A child’s first encounter with reading is a presentation of a problem. He sees a group black marks on a piece of paper and must recognize these marks as letters that form words. He must decipher each and every letter and know the single, double, and triple blended combinations working together to represent one sound to be able to form words. Twenty-six letters and forty-four phonemes in all. Complicated, I know. Make mine a triple.
Reading readiness. There’s read in readiness!
Physical– Vision and hearing.
Intellectual readiness– Visual perception, where a child can take in and remember and entire word and the letters that combine to form it.
Language readiness– is the ability to speak clearly and use several sentences in the right order. Coffee, jittery make you!
Personal readiness– Sustain attention, work with others, and follow directions. I know many adults who can’t follow directions.
Children are given colors, shapes, and numbers and are drilled on what those funny marks on the paper are, and sound like to shore up the lose ends of reading readiness. (Most kids are read to and familiar before they go to Kindergarten, if not, shame on the parents.)
The second phase of learning to read in Kindergarten, children are given sight words and very simple materials to read. With luck a child learns 300-500 words. Basic skills like context and comprehension. If your child passes this basic criteria…you are on to Shakespeare.
This is where we stop with a dyslexic child. Dyslexic children learn by memorization, that’s good you say. Memorization leads to sounding out, right? Yes, but when the words are jumping off the page or twisting around everything goes out the window.
It is easy to identify a child who is having difficulty reading. They stammer they stutter, they make excuses, burst into tears and call themselves stupid. The simplest way to find out of your child is dyslexic is to sit down and read with your child. Trade words; the parent reads one and the child reads the next, simple. If they have difficulty ask how they are feeling. Ask what they are seeing. If the child says, the words are jumping around or they look funny (squiggly), a problem has presented itself. If the child shows difficulty in sounding out after a regular course of phonemic awareness has been covered.

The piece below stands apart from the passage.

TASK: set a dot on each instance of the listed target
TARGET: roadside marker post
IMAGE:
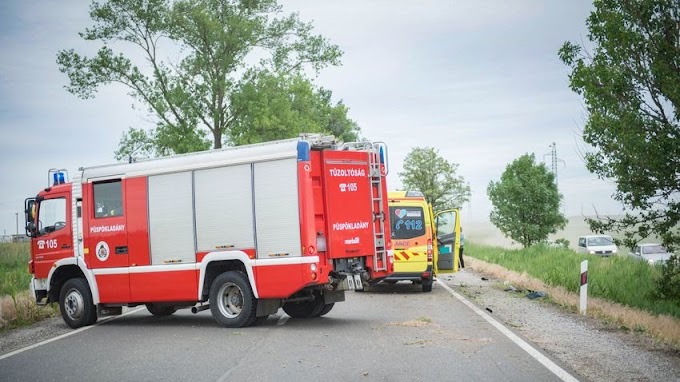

This is what you do and I will point out that it takes a mountain of patience to sit with your child and work with them through their frustrations. Dyslexics don’t see or hear the sounds like others. To simply show a dyslexic the letter ‘a’ and say that makes the a sound (apple) is ludicrous. when the letter isn’t even seen or has inverted on the page.
‘What do we do to help our children?’ you ask, ‘Get them glasses?’
It isn’t as easy as that, for every person who reads, writes, or plays piano, a foundation is build first. I sang the ABC’s to my children countless times, I recited the alphabet “A says a-” I think the synthetic ABC (phonics) method gave my P’TABS, (Post Traumatic Alphabet Syndrome) but it is necessary as many dyslexics lack in phonemic awareness.
Phonemic awareness. Does your child hear and are they able to distinguish the sounds? There are Consonant/Vowel sounds and Vowel/Consonant sounds, and consonent sounds and lastly just plain ole vowel sounds. All vowels need to be sounded out in their short form. See my previous post. http://wp.me/p3dVT2-cs
This is what I did with my son. Since there is no reading involved. We started in the kitchen with the alphabet, peeling potatoes and working on a few letters at a time.
Lesson one. Vowels. A E I O U. We practiced by mimicry. I said a and he repeated a until he could say it consistently. Simple yes, the destruction of the world to an eight year old, absolutely.